証券会社の「外貨両替」機能を使うのが一般的ですが、銀行との連携口座を使うとレートが有利になる場合があります。ドル転の詳しいコストと方法はドル転と為替コストの記事をご覧ください。
なお、米国株の注文は1株単位から買えます(日本株のような単元株制度がなく、最低1株から購入可能です)。
ステップ③:注文する(ティッカーシンボル)
米国株では、会社名ではなくティッカーシンボル(短いアルファベット)で銘柄を指定します。たとえば、アップル=AAPL、マイクロソフト=MSFTのような形です。
注文の種類は2種類を覚えておけば十分です。
- 成行注文:今の市場価格で即時に買う(早いが価格が確定しない)
- 指値注文:希望価格を指定して買う(価格は確定するが、そのレートにならないと約定しない)
初心者には、注文価格を自分でコントロールできる指値注文がおすすめです。損切り・利確の考え方を先に読んでおくと、注文後の判断もしやすくなります。
取引時間に注意
米国株の取引時間は、日本時間で夜〜深夜です(サマータイムの有無で変わります)。
- 通常時:日本時間 23:30〜翌6:00
- サマータイム期間:日本時間 22:30〜翌5:00
成行注文は夜間に約定するため、翌朝に結果を確認する形になります。慌てずに済むよう、注文前に価格帯を確認しておきましょう。米国株の時間外取引についてはプレマーケット・アフターアワーズの記事も参考になります。
税金も忘れずに
米国株で得た利益(売却益・配当)には、日本と米国の両方で税金がかかる場合があります。特に配当金への二重課税は注意が必要で、外国税額控除で取り戻せることがあります。詳しくは米国株の税金・二重課税の記事をご参照ください。
フクリの見方
- まずは口座開設だけでもOK。証券口座は作るだけなら無料で、保有するだけでコストはかかりません。
- 最初の1株は小さく。勉強がてら少額から試すのが、長続きするコツです。ドルコスト平均法で定期的に買い続けると、タイミングに悩まずに済みます。

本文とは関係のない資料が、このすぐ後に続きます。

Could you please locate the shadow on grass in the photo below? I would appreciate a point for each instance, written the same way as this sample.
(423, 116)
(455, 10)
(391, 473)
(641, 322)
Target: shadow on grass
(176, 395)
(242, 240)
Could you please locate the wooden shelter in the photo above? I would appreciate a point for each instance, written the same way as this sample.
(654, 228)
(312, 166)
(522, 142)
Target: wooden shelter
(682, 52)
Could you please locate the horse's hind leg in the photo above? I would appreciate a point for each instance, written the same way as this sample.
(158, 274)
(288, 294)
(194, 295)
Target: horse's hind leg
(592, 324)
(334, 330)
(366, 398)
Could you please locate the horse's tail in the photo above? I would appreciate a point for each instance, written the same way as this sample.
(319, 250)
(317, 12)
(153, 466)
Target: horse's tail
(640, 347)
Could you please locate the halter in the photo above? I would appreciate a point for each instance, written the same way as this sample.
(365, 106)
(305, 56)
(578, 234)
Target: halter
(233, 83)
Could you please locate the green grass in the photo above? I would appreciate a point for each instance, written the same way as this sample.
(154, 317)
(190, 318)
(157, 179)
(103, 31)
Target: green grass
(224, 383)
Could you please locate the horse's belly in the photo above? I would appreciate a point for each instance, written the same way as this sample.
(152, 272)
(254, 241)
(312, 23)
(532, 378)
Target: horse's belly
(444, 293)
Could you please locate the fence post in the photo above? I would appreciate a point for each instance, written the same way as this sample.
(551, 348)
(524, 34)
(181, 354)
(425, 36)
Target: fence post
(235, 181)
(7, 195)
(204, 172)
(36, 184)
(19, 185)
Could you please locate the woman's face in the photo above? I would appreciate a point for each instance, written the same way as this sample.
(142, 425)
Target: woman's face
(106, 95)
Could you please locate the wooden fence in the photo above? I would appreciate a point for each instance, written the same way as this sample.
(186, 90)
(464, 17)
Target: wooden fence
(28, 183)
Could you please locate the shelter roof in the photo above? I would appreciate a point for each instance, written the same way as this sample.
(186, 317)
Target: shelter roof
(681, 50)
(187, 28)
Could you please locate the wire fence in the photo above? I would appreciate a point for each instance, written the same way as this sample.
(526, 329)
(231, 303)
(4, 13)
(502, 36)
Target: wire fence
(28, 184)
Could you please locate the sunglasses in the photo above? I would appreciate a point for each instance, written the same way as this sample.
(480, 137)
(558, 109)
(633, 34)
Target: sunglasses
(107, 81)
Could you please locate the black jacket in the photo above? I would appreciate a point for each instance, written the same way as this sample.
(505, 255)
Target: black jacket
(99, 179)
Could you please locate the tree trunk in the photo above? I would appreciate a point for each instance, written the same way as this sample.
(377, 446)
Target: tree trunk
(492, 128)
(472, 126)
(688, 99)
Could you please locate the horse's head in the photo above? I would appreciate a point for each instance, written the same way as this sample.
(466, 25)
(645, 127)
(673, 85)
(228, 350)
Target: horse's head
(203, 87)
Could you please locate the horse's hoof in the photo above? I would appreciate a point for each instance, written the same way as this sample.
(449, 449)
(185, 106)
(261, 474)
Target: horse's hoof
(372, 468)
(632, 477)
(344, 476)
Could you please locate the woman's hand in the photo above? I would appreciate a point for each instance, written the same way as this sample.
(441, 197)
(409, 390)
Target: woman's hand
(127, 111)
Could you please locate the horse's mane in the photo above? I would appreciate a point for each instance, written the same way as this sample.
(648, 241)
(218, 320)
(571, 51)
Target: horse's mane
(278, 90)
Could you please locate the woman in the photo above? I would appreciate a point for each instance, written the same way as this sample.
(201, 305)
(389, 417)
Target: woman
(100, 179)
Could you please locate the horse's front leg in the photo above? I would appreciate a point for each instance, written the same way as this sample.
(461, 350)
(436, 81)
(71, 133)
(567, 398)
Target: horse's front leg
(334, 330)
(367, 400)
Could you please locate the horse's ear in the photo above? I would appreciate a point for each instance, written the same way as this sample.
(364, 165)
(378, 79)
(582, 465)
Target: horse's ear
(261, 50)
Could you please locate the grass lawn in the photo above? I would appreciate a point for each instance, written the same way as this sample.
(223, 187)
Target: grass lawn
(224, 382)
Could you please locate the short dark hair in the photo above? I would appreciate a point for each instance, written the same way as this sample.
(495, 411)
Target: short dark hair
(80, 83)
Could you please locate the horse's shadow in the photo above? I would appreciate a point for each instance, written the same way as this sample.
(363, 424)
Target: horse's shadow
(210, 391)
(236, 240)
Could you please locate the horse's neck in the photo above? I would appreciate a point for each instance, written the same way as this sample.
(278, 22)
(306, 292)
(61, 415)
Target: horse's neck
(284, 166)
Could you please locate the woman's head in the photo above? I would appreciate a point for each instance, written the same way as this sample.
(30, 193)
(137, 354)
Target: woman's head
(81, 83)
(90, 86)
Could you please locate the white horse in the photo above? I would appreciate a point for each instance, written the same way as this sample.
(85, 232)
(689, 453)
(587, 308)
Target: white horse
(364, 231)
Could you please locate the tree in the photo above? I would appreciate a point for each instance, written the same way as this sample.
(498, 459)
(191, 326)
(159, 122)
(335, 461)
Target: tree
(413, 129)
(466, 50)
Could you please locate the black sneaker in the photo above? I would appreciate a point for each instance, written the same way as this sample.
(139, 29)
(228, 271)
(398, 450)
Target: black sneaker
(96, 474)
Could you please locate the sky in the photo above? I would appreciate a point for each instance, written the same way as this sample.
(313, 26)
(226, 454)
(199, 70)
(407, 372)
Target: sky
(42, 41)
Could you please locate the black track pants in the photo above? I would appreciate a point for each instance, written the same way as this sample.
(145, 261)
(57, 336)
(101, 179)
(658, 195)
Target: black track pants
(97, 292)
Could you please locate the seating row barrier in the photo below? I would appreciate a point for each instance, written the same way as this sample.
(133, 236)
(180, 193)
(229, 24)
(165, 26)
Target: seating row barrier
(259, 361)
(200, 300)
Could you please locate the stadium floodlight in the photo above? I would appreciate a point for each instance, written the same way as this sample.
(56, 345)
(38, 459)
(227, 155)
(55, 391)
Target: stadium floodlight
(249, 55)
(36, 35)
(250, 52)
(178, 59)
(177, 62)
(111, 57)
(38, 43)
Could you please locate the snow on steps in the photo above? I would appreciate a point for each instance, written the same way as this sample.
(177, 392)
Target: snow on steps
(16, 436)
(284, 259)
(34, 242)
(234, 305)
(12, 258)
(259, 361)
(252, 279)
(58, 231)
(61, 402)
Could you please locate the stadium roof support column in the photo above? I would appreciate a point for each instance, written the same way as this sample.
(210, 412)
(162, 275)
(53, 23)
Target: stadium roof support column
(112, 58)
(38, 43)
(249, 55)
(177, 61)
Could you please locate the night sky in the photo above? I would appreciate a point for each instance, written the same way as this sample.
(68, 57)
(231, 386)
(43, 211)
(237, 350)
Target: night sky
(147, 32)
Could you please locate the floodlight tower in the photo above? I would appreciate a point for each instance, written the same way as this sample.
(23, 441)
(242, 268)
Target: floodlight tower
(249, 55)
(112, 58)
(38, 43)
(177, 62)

- インデックスETFから入るのも手。個別銘柄より分散が利いて管理も楽です(→米国株ETF入門)。
まとめ(3行)
- 米国株は米国株対応のネット証券口座を作り、円をドルに換えて(ドル転)、ティッカーシンボルで注文すれば買える。
- 注文は1株単位から、英語不要・日本語インターフェースで完結する。
- 取引時間は日本の夜間なので、約定タイミングと税金の仕組みを事前に把握しておくとスムーズ。
情報源
本記事は情報提供を目的としたものであり、特定の金融商品の投資勧誘や投資助言を行うものではありません。投資にともなう最終的な判断は、ご自身の責任で行ってください。記載内容の正確性には努めていますが、その完全性・将来の結果を保証するものではありません。